(Not Especially Mad) Men: The Hour – episode 2 review

Wednesday 27th July 2011, 10:07AM BST.

The Hour: Bel Rowley, played by Romola Garai, Hector Madden, played by Dominic West, and Freddie Lyon, played by Ben Whishaw
The Hour: Bel Rowley, played by Romola Garai, Hector Madden, played by Dominic West, and Freddie Lyon, played by Ben Whishaw

“The Hour is like watching a car you’ve always dreamt of being driven by a man who’s never sat behind a wheel” – not my words; I’m quoting one of the characters in last night’s episode, who was himself quoting a fictional newspaper critic.

Actually, I didn’t even write down the quote while watching the programme; I took it from one of the umpteen publicity pieces for The Hour that seem to be knocking about everywhere you look or listen. Very occasionally the Beeb lets a programme get in the way, which is nice.

So, this series has a marketing budget slightly bigger than the GDP of a developing country, but is it any good? Does it live up to the hype?

Two episodes in, and I’d say it does. Some critics have lazily compared it to Mad Men “because it’s, like, set quite a long time ago and people use Brylcreem and wear suits and stuff,” but, really that’s about it.

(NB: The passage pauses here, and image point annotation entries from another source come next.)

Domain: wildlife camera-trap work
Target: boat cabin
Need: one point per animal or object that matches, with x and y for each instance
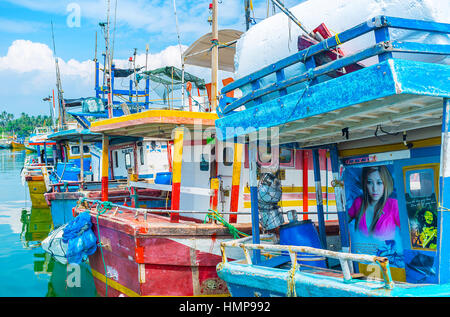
(385, 128)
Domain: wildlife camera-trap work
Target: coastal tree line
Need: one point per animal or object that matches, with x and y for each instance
(22, 126)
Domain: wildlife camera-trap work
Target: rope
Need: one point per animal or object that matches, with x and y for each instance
(102, 207)
(214, 215)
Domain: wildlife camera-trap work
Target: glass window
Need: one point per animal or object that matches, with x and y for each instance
(286, 156)
(204, 162)
(127, 160)
(227, 156)
(421, 183)
(75, 149)
(141, 154)
(264, 154)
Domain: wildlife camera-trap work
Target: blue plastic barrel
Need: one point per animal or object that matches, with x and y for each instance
(302, 233)
(163, 178)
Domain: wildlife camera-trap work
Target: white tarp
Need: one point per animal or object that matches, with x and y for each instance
(276, 37)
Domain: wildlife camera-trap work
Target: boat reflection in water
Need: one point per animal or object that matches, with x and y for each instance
(65, 280)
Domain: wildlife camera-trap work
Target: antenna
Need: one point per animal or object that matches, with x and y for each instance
(294, 19)
(61, 105)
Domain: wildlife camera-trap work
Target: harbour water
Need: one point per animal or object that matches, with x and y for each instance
(25, 269)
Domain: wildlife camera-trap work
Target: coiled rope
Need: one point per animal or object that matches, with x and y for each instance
(214, 215)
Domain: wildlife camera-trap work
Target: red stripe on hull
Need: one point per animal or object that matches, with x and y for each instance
(104, 188)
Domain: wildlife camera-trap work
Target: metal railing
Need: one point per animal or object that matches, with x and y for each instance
(383, 48)
(345, 259)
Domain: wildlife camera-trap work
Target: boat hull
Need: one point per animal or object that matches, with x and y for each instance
(37, 189)
(155, 257)
(245, 280)
(17, 145)
(62, 203)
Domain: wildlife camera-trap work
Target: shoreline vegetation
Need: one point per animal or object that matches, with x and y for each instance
(22, 126)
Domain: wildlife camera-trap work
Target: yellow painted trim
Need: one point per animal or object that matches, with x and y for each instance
(214, 183)
(157, 113)
(297, 189)
(294, 203)
(236, 179)
(389, 147)
(177, 155)
(76, 157)
(105, 156)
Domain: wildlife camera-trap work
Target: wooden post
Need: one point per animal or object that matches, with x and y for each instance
(105, 167)
(235, 181)
(339, 194)
(305, 184)
(319, 203)
(81, 159)
(176, 173)
(214, 56)
(443, 245)
(253, 182)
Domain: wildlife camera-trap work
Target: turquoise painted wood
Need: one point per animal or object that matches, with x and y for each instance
(384, 80)
(371, 91)
(61, 210)
(253, 280)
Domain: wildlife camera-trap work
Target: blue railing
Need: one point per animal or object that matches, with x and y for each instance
(383, 48)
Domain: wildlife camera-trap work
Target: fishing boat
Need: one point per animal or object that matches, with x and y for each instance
(17, 145)
(173, 250)
(388, 121)
(36, 171)
(78, 175)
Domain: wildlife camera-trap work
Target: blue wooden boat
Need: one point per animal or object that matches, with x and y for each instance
(384, 124)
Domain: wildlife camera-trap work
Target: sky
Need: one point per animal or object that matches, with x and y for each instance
(27, 65)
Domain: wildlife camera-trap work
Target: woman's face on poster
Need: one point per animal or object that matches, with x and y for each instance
(375, 186)
(428, 217)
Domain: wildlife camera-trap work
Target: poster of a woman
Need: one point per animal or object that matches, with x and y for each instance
(373, 213)
(427, 237)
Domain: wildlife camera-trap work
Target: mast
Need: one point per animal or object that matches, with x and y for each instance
(214, 55)
(247, 14)
(62, 120)
(181, 54)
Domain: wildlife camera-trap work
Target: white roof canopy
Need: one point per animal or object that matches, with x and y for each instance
(199, 53)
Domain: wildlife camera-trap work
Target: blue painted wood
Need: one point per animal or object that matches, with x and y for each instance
(420, 48)
(342, 214)
(311, 75)
(443, 245)
(61, 210)
(417, 25)
(252, 280)
(378, 81)
(319, 200)
(300, 56)
(382, 35)
(253, 182)
(378, 24)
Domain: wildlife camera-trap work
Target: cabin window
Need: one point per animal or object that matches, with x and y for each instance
(421, 183)
(286, 156)
(228, 156)
(128, 160)
(141, 154)
(421, 205)
(204, 162)
(75, 149)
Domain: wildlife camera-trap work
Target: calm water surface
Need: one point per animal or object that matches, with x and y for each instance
(25, 269)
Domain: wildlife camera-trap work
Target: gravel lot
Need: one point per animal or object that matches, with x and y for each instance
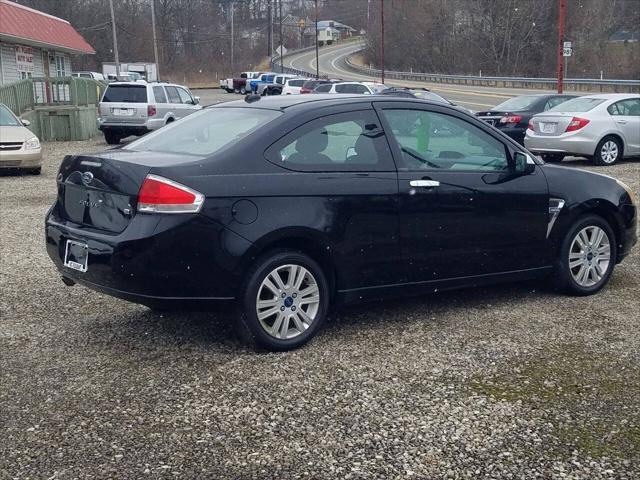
(504, 382)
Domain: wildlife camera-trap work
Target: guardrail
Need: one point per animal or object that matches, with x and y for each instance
(577, 84)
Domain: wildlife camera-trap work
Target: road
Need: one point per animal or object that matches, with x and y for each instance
(332, 63)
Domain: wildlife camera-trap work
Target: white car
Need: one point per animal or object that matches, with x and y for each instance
(602, 127)
(364, 88)
(293, 85)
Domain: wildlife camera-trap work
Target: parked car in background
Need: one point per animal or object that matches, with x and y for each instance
(310, 85)
(358, 88)
(239, 84)
(92, 75)
(512, 117)
(293, 86)
(287, 204)
(134, 108)
(275, 87)
(19, 146)
(603, 128)
(263, 78)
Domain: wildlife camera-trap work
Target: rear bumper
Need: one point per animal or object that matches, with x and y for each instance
(156, 260)
(21, 158)
(566, 144)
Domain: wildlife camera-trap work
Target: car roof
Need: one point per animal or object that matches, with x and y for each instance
(282, 102)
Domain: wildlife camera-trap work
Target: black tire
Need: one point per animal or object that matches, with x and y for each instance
(564, 277)
(251, 329)
(552, 157)
(599, 158)
(111, 138)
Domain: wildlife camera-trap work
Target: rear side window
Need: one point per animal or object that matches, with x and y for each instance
(351, 141)
(158, 92)
(126, 93)
(205, 132)
(582, 104)
(172, 92)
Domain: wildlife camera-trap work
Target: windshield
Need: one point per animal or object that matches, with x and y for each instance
(205, 132)
(581, 104)
(517, 104)
(7, 118)
(126, 93)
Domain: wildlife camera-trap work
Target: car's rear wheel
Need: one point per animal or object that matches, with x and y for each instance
(608, 151)
(285, 301)
(552, 157)
(111, 138)
(587, 256)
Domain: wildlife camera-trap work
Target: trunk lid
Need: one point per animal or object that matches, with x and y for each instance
(552, 124)
(100, 191)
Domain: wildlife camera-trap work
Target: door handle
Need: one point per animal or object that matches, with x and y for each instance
(424, 183)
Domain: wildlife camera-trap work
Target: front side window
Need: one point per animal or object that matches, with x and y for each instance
(350, 141)
(172, 93)
(629, 107)
(185, 97)
(434, 141)
(158, 93)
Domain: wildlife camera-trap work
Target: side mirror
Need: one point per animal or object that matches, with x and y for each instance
(523, 164)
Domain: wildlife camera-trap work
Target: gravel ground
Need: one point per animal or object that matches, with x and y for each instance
(504, 382)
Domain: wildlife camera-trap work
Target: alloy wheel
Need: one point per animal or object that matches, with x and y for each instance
(589, 256)
(288, 301)
(609, 151)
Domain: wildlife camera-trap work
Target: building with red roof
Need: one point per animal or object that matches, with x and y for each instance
(35, 44)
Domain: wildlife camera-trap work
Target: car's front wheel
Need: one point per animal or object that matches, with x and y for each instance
(608, 151)
(587, 256)
(285, 301)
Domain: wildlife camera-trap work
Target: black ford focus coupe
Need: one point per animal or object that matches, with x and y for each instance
(286, 205)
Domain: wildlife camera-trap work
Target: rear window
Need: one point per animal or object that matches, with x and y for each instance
(517, 104)
(126, 93)
(205, 132)
(581, 104)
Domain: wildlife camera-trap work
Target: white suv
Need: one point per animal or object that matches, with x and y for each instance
(134, 108)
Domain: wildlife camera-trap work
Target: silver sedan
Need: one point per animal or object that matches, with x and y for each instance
(601, 127)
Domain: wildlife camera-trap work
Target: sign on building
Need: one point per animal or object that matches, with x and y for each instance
(24, 59)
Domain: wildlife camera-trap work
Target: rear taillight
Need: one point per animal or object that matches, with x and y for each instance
(576, 124)
(161, 195)
(511, 119)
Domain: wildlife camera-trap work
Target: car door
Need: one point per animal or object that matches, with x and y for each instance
(342, 161)
(464, 211)
(626, 115)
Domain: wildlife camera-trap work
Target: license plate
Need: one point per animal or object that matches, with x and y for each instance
(76, 255)
(548, 127)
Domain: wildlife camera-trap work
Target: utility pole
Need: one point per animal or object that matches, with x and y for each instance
(115, 40)
(382, 38)
(317, 56)
(281, 45)
(561, 44)
(155, 40)
(269, 31)
(232, 60)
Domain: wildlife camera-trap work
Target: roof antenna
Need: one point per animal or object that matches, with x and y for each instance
(252, 97)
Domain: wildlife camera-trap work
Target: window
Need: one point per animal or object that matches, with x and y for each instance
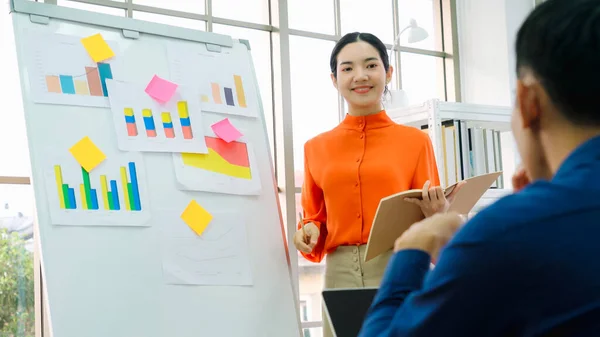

One’s a glossy American series about advertising, the other is a British series based around the BBC of the 1950s – and one look at the characters’ dingy homes tells you there’s precious little glamour about. (Actually, they tried a bit too hard here: the kitchen of stroppy producer Bel Rowley’s flat is filled with 1950s products, but they look as if someone has set them out for the camera rather than the occupant.)

On the whole, though, the attention to detail is very strong – those massive TV cameras, the grotty canteen, the legal requirement to be smoking at all times – although sometimes the characters speak in clunky exposition and the occasional anachronism gets through. (Would they really have said “You partied more than you should” in the late 1950s?)

Last night, with the Suez Crisis as a backdrop, we saw The Hour, the fictional programme, get its act together. Handsome dreamboat Hector Madden, the man the critic accused of never having sat behind the wheel before, finally got his advanced driving licence and went from drippy and clueless host (“So where do you live?” he asked a spokesman on immigration in a wince-inducing interview) to positively Paxman-esque when it came to dealing with President Nasser’s spokesman. He was kicking bottom, but in a gently British sort of way. Probably while smoking a pipe.

However, I’m not sure about the conspiracy sub-plot. These are complicated, real characters who live in an impossibly exciting time of change, at the dawn of the television news age. Surely that’s enough to be getting on with? Why on earth did they feel the need to add something else?